L'histoire est suivie d'un océan à l'autre, et jusqu'en Europe. C'est l'histoire de deux bébés dont l'un, condamné, devait cette semaine donner son coeur à l'autre. Les dons d'organe se faisant anonymement en Ontario comme c'est d'ailleurs le cas au Québec, cet arrangement très public entre les deux familles défraie la chronique, d'autant plus que rien ne s'est passé comme prévu.

Il y a, d'une part, la petite Ontarienne Kaylee Wallace qui, atteinte du syndrome de Joubert - une malformation cérébrale rare -, a passé presque toute sa vie à l'hôpital. Le jour, la petite a l'air très en forme. Quand elle s'endort, ses organes cessent de fonctionner. D'où le respirateur artificiel, d'où les problèmes rénaux dont elle souffre aujourd'hui.

Il y a, d'autre part, Lillian O'Connor, de l'Île-du-Prince-Édouard, qui ne pourra survivre que quelques semaines, au mieux quelques mois, si elle ne reçoit pas un coeur avant.

Dans les couloirs de l'Hôpital pour enfants malades de Toronto, les deux couples ont fraternisé et les parents de la petite Kaylee ont finalement plaidé pour que le coeur de leur bébé aille à Lilian. Pour eux, ce serait leur seule consolation, ont-ils dit.

Mardi soir, tout était mis en place. Les deux bébés ont été réunis dans une même salle d'opération. La petite Kaylee a été débranchée et les médecins surveillaient ses battements de coeur. Après le dernier, ils devaient attendre cinq minutes, puis transplanter le coeur dans la poitrine de Lilian. Mais Kaylee ne s'est pas endormie. Et n'est pas morte.

Le chef du service de chirurgie de l'hôpital torontois, James Wright, a alors indiqué que comme la fillette respirait d'elle-même, elle n'était plus, de façon immédiate, une candidate pour la transplantation.

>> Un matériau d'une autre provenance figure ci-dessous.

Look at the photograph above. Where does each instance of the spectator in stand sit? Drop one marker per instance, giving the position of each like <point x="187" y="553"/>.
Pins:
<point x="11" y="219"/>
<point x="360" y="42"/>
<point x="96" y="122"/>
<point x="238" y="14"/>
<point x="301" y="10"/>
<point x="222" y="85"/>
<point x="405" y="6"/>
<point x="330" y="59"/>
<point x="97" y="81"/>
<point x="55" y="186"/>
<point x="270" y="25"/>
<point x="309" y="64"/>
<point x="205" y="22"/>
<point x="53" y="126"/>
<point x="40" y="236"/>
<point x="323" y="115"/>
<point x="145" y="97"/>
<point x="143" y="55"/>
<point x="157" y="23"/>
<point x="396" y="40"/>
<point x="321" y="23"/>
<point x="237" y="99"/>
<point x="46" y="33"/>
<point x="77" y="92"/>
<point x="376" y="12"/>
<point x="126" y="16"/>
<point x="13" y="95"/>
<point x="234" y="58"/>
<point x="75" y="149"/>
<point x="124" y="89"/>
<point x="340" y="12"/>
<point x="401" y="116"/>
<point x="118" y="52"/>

C'est Jason Wallace, le père de Kaylee, qui a alerté les médias et qui les tient au courant de tous les développements. Et contre toute attente hier soir, il était question que Kaylee rentre à la maison et que son coeur soit donné quand son état se détériorerait de nouveau. «Bien sûr que nous souhaitons que notre enfant vive. Mais si elle doit mourir, nous voulons qu'elle puisse en sauver une autre.»

Rarement des cas de transplantation deviennent-ils publics. Et encore plus rarement les dons se planifient-ils dans une salle d'attente, entre deux familles.

Comme l'explique Brigitte Junius, porte-parole de Québec-Transplant, les coeurs et les foies, contrairement aux autres organes moins vitaux, sont normalement placés automatiquement sur des listes nationales afin que les Canadiens y aient un accès égal, par ordre de priorité et d'urgence.

Margaret Somerville, professeure au département de droit et de médecine à l'Université McGill, se désole surtout de ce que cette histoire ait dégénérée «en un quasi-show de téléréalité».

Mais les médecins n'auraient-ils pas dû, même s'ils se déroulaient dans le même département, garder ces deux cas isolés, d'autant plus que les coeurs et les foies sont placés sur une liste nationale? Peut-être les médecins ont-ils été pris entre l'arbre et l'écorce, répond le Dr Somerville. Oui, les règles générales de don d'organe doivent être respectées. Seulement, poursuit-elle, «aurait-on été plus avancés si les parents, frustrés de n'avoir pu destiner le coeur de leur enfant à l'autre bébé qu'ils connaissaient, avaient décidé de ne donner le coeur à personne, finalement?»

Le Dr Somerville ajoute cependant que l'affaire sèmera peut-être un doute sur l'équité du système, surtout si des parents d'enfants sur la liste d'attente s'estimaient lésés.

La société ontarienne qui s'occupe de transplantations d'organes a indiqué qu'elle ne ferait ses commentaires qu'aujourd'hui. L'hôpital pour enfants malades de Toronto n'a pas non plus commenté davantage hier.